Design thinking is a five-stage process for creative problem solving that is centered around the user. But what if we took those stages and applied them to our processes for generating training content with artificial intelligence (AI)?

AI-generated content can be difficult to optimize. Without quality prompting and clear context, AI models will often provide ill-fitting content that is unlikely to resonate with your learners. At this point, most of us have experience with “bad” AI-generated content, but with the principles we gain from design thinking, we can create AI-generated content that hits the mark and meets our learners’ needs.

This article will highlight how each of the five stages of design thinking can lead you to your best AI-generated content.

training industry graphic of the five stages of design thinking: empathize, define, ideate, prototype, test

Stage 1: Empathize

The first stage of design thinking is to deeply empathize with the context of your learners. What is their mindset? What are their motivations? What does their day-to-day look like? You probably already know the value of this information for your traditional content development processes, but they’re just as important when it comes to your AI inputs.

When it comes to AI prompting, more is generally more. The AI tool lacks any context, so the more you can feed it about your learners, the better an assistant it will be. Provide your AI with the ability to “empathize” with your learners by giving it context about their schedules, technology access, modality preferences, learning culture, manager support and anything else you can to personalize the content that you’re asking the AI to generate.

Stage 2: Define

The second stage of design thinking is to clearly define the problem you’re looking to solve. (Remember, design thinking is a problem-solving technique at its core.) When it comes to a training program, you’re likely trying to solve or prevent some type of performance issue. When generating AI content, it can be easy to get lost or to stray from your original goals, particularly as you get into your iterating phase (more on that in a minute).
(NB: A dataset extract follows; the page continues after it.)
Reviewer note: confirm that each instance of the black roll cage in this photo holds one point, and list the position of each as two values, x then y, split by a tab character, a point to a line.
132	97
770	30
As you work with your AI model to generate content, not only should you often remind the AI of the problem you’re looking to solve, but you should consistently remind yourself as well. Iterating with an AI model can turn into a bit of a game of telephone between you and yourself. Keeping your problem and your goals in mind will help keep you on track.

Stage 3: Ideate

The third stage of design thinking is where the benefits of AI will really start to shine. The first two stages, empathizing with your learners and defining your problem, serve to create boundary conditions. The ideate phase is where you set the AI free (within said boundary conditions) to start generating ideas. AI can be used to generate limitless inspiration and content for training solutions.

Of course, we can use AI to generate written content to populate things like eLearning modules, but we can also use AI to:

  • Generate course outlines.
  • Brainstorm application and social learning activities to accompany existing content.
  • Generate compelling training invitations and internal marketing copy.
  • Create course assessments or knowledge checks.
  • Quickly develop job aids and templates for learners to use.
  • Write examples and case studies to bring content to life.
  • Write video scripts or even create whole training videos.
  • Easily create graphics and models to bring visual learning elements to your programs.

With all these possibilities, you can let your creativity run wild at this stage.

Stage 4: Prototype

The fourth stage of design thinking is to quickly and efficiently create “prototypes” that can be tested or reviewed to get you feedback before you roll out an end-product. Any output from the AI should be considered no more than a prototype.

AI content should never be used “raw” or “as is” for several reasons, including but not limited to:

  1. AI content may just be flat out wrong.
  2. AI content may be stolen or proprietary.
  3. AI content may need tweaking to fit your learners’ unique context or to meet specific regulatory and compliance requirements.

AI is incredibly powerful at the prototype stage, because it can quickly give you a “good enough” or “rough” version of what you’re going for. Creating a course outline, job aid resource or building out a potential activity can be done in minutes or hours instead of days or weeks, significantly reducing your development time even if it doesn’t immediately give you a usable end product.

Stage 5: Test

The final stage of design thinking is testing. The testing phase is meant to be a learning process, so it assumes that the initial input is imperfect (a perfect mindset for approaching AI-generated content). Through the testing phase, you should have subject matter experts (SMEs) review and provide feedback on your AI generated content.

Your SMEs should consider:

  1. Is this content right?
  2. Is there anything missing from this content?
  3. Does this content fit the unique needs and context of the learner? You can use the feedback from your SMEs to perfect your final product.

Advancements in AI represent an exciting opportunity for rapid and responsive training content development, but without effective guardrails, it also represents a danger of thoughtless, inaccurate and outright bad training content. A little structure can make all the difference. Using these five stages, you can modernize your content development processes and confidentiality and quickly meet the needs of your learners with quality AI-generated content.